Cunha diz que 'dá de presente' se acharem novas contas no exterior Eduardo Cunha

Deputado nega informação de empresário sobre contas no exterior

O presidente da Câmara, Eduardo Cunha (PMDB-RJ), afirmou nesta terça-feira (29) que "dará de presente" caso sejam encontradas novas contas dele no exterior, além das quatro já localizadas na Suíça pela procuradoria do país.

 

Questionado sobre as acusações da delação do empresário Ricardo Pernambuco, da Carioca Engenharia, de que teria pago propina a Cunha em conta no Israel Discount Bank e em outras duas contas no banco BSI e no Merril Lynch, o presidente afirmou que tem "zero" relação.

 

Anteriormente, Cunha havia negado possuir contas no exterior, mas o Ministério Público da Suíça remeteu à PGR a existência de quatro contas ligadas a ele naquele país. O peemedebista argumenta que três delas se tratavam de trusts, figura na qual os recursos são entregues para terceiros administrarem, por isso os recursos não seriam seus diretamente. Uma quarta conta é de despesas de cartão de crédito de sua mulher, Cláudia Cruz.

 

"Vocês podem preparar em qualquer escritório de advocacia internacional qualquer documento que diga empresa, trust, de qualquer natureza, para eu assinar procuração de doação, busca, verificação, não é só de Israel não, de Israel, da Arábia Saudita, do Líbano, de qualquer lugar do mundo que você queira, de qualquer conta bancária, que eu dou de presente para reverter a quem quiser porque não existe", disse, em café da manhã com jornalistas na presidência da Câmara.

 

 

"Estou absolutamente tranquilo, não tenho preocupação nenhuma", completou.

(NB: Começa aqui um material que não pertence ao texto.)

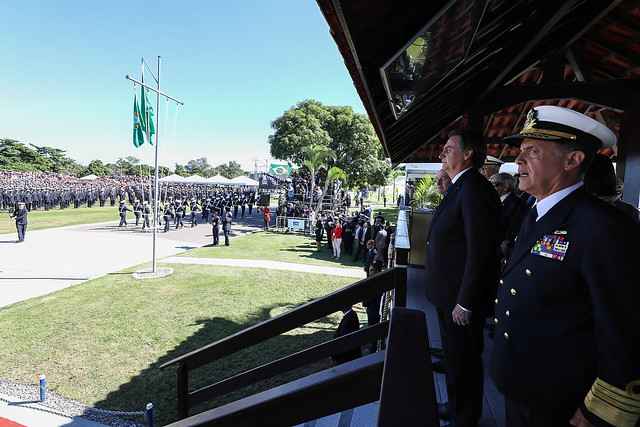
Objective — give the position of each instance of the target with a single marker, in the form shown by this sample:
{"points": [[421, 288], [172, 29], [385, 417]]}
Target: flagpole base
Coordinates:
{"points": [[148, 274]]}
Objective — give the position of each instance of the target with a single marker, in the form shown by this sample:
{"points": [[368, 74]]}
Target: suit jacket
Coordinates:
{"points": [[462, 257], [513, 212], [562, 323]]}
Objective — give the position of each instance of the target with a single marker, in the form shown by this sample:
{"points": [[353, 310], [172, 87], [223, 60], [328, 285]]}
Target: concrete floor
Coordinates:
{"points": [[53, 259]]}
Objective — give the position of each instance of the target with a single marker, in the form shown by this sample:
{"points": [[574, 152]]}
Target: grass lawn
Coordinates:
{"points": [[101, 342], [275, 247], [61, 217]]}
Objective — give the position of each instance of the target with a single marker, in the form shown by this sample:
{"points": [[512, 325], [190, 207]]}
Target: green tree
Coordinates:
{"points": [[128, 166], [316, 157], [58, 160], [348, 134], [199, 167], [229, 170], [96, 167], [16, 156], [333, 174], [392, 177], [299, 127]]}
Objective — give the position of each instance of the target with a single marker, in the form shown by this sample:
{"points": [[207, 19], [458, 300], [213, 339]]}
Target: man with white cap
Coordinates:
{"points": [[566, 340], [20, 215]]}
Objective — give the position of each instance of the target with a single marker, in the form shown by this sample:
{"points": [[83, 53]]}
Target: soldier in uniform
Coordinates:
{"points": [[236, 204], [566, 341], [215, 227], [137, 210], [179, 214], [20, 215], [168, 213], [194, 212], [206, 210], [146, 212], [122, 210], [226, 225]]}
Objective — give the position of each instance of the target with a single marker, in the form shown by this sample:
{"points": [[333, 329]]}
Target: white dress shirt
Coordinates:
{"points": [[458, 175], [543, 206]]}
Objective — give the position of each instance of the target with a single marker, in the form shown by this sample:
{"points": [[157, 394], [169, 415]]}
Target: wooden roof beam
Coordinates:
{"points": [[612, 5], [577, 68], [617, 94]]}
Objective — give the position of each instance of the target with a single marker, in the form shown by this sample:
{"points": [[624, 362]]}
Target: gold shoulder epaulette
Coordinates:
{"points": [[618, 407]]}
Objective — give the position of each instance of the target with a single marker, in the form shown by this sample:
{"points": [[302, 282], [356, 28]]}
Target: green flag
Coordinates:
{"points": [[281, 170], [138, 133], [147, 118]]}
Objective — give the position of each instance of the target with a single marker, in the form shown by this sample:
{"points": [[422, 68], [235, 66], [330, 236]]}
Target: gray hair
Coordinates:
{"points": [[506, 180]]}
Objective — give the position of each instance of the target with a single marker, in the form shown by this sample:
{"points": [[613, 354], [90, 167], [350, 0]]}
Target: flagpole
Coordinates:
{"points": [[155, 162], [156, 174]]}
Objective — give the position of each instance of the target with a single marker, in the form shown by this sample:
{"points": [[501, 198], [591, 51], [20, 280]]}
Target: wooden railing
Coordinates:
{"points": [[392, 279], [400, 378]]}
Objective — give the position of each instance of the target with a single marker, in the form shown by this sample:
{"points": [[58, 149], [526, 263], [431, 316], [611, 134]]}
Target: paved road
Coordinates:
{"points": [[357, 273], [53, 259]]}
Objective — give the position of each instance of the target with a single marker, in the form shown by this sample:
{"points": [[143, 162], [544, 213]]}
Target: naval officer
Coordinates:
{"points": [[566, 348]]}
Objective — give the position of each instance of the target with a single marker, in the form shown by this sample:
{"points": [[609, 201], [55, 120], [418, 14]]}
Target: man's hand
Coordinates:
{"points": [[461, 316], [579, 420]]}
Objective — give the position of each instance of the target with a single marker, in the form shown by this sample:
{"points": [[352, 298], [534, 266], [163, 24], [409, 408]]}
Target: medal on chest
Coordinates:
{"points": [[553, 246]]}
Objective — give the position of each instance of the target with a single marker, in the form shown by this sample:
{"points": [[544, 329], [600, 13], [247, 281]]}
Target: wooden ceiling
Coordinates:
{"points": [[522, 45]]}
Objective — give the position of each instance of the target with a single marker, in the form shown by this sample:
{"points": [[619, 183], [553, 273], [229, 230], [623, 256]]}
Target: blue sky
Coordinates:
{"points": [[236, 65]]}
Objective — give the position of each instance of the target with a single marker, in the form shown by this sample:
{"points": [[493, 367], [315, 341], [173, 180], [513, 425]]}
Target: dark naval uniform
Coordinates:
{"points": [[567, 319], [226, 226], [122, 210], [215, 223], [20, 215], [567, 316]]}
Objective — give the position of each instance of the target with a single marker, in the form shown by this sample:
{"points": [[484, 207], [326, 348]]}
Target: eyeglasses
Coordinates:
{"points": [[447, 150]]}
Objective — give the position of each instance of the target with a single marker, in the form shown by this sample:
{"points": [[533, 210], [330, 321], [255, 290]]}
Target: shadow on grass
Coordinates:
{"points": [[159, 386]]}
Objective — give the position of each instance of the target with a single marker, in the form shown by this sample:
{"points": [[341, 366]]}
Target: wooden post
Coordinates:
{"points": [[183, 390], [400, 286], [628, 164]]}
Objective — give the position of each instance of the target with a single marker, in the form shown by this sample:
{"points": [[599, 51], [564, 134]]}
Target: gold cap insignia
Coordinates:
{"points": [[531, 122]]}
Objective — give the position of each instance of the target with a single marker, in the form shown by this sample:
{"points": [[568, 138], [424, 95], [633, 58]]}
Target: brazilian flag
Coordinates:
{"points": [[147, 118], [138, 132]]}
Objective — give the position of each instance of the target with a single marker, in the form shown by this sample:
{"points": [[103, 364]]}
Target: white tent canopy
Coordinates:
{"points": [[196, 179], [172, 178], [244, 180], [218, 179]]}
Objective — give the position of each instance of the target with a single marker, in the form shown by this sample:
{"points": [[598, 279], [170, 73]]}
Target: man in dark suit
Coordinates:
{"points": [[513, 209], [566, 341], [20, 215], [461, 269]]}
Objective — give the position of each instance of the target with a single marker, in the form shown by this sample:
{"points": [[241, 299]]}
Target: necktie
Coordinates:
{"points": [[528, 223]]}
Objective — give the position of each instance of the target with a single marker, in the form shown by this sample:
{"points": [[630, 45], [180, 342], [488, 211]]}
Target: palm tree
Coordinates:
{"points": [[333, 174], [394, 174], [316, 158]]}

Cunha disse que tudo que possuía no exterior já "está sendo por mim explicado". "O resto não existe, isso é fantasia. Eu já faço antecipadamente a oferta de assinar qualquer documento necessário em qualquer natureza, façam o documento que quiser que eu assino", declarou.

 

O presidente voltou a criticar o procurador-geral da República, Rodrigo Janot, dizendo que seu pedido de afastamento feito por Janot ao Supremo era uma "peça teatral" e que passou o último fim de semana lendo-o para ajudar a produzir a peça de defesa.

 

Cunha afirmou ter convicção de que completará tanto o mandato de presidente da Câmara como o de parlamentar.

 

BOLETIM DE OCORRÊNCIA

Sobre o fato de o boletim de ocorrência sigiloso do ex-relator de seu processo de cassação no Conselho de Ética, Fausto Pinato (PRB-SP), ter sido encontrado no bolso de seu paletó, Cunha afirmou que a própria Secretaria de Segurança de São Paulo o encaminhou o documento depois que a Câmara pediu investigação do caso.

 

"Qual o problema de eu ter esse documento?", afirmou.

 

Cunha porém não quis comentar a delação do empresário Ricardo Pernambuco, afirmando que não teve acesso a ela e suas declarações podem ser usadas por Janot contra ele.